Since 2017, Steinhoff dubbed “Africa’s Ikea,” has been embroiled in a massive accounting scandal, “reminding many in South Africa of Enron.” By November 2017, Reuters reported that Steinhoff failed to tell investors about $1 billion in transactions with a related company, despite laws that experts believed required disclosure. On December 5, 2017 the Company announced the immediate resignation of its Chief Executive Officer and the discovery of significant “accounting irregularities requiring further investigation.” The Company’s shares plummeted 80% over the course of two trading days. As additional information regarding the accounting fraud came to light – including restated financial statements, additional resignations of Steinhoff’s most senior officers and directors, and various regulatory and criminal investigations which included allegations of insider trading – the Company’s share price continued to plunge, wiping out billions in shareholder value. Steinhoff’s auditor, Deloitte LLP (South Africa), is also being investigated by the Dutch Authority for the Financial Markets and South Africa’s Independent Regulatory Board of Auditors. In January 2018, several major U.S. financial institutions reported hundreds of millions of dollars in losses and charge-offs tied to the Steinhoff accounting fraud, including Citigroup ($130 million), Goldman Sachs ($130 million), J.P. Morgan ($143 million), and Bank of America ($292 million). Then, on April 28, 2018, Steinhoff leadership announced that a forensic investigation by PricewaterhouseCoopers LLP, “confirmed a pattern of transactions undertaken over a number of years across a variety of assets classes that led to the material overstatement of income and asset values of the group.” On this news, the Company’s shares fell an additional 13%. By late June 2018, Steinhoff announced that its total write-downs related to the scandal had ballooned to more than 10 billion euros (approximately $12 billion) – which was 70% higher than initially estimated.
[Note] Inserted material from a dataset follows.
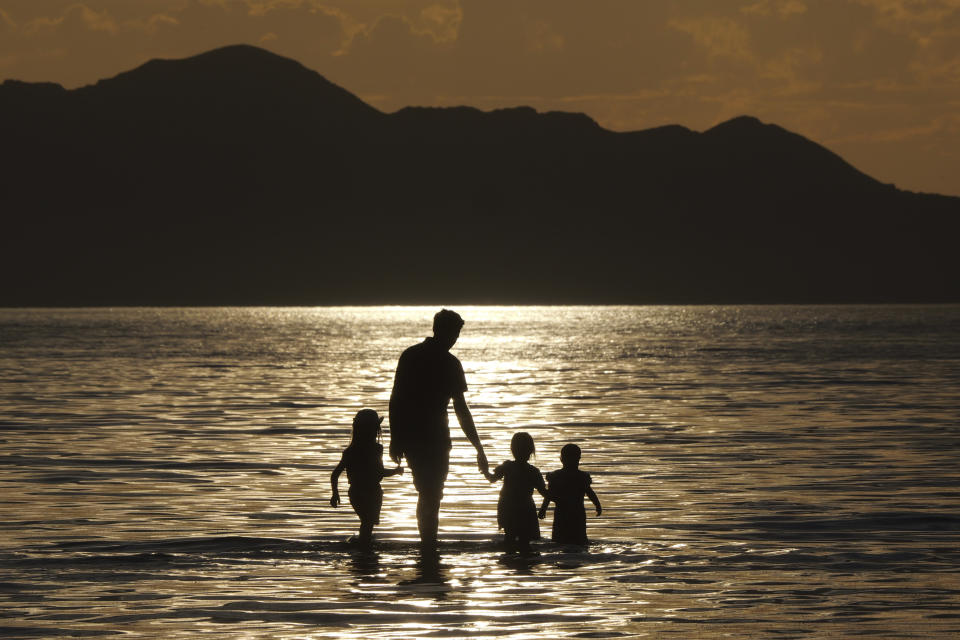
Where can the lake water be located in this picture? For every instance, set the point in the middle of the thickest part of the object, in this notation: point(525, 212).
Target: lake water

Saxena White and Lieff Cabraser have established the Stiching Steinhoff Investor Losses (the “SSIL Foundation”), a Netherlands-based foundation with an exceptional Board of influential Dutch jurists, to actively protect the interests of investors who purchased and/or traded Steinhoff securities, and who suffered losses as a result of the fraudulent and misleading information in Steinhoff’s public filings and other unlawful acts perpetuated by Steinholff, its high-ranking officers, and other affiliated third parties. The SSIL Foundation represents the interests of harmed investors of Steinhoff securities, including common shares, derivative instruments, bonds and/or other securities issued by Steinhoff, and provides a vehicle to litigate in the interests of Steinhoff investors and/or to pursue a binding, collective settlement that provides a global resolution of the fraud perpetuated by the Company, and its senior executives.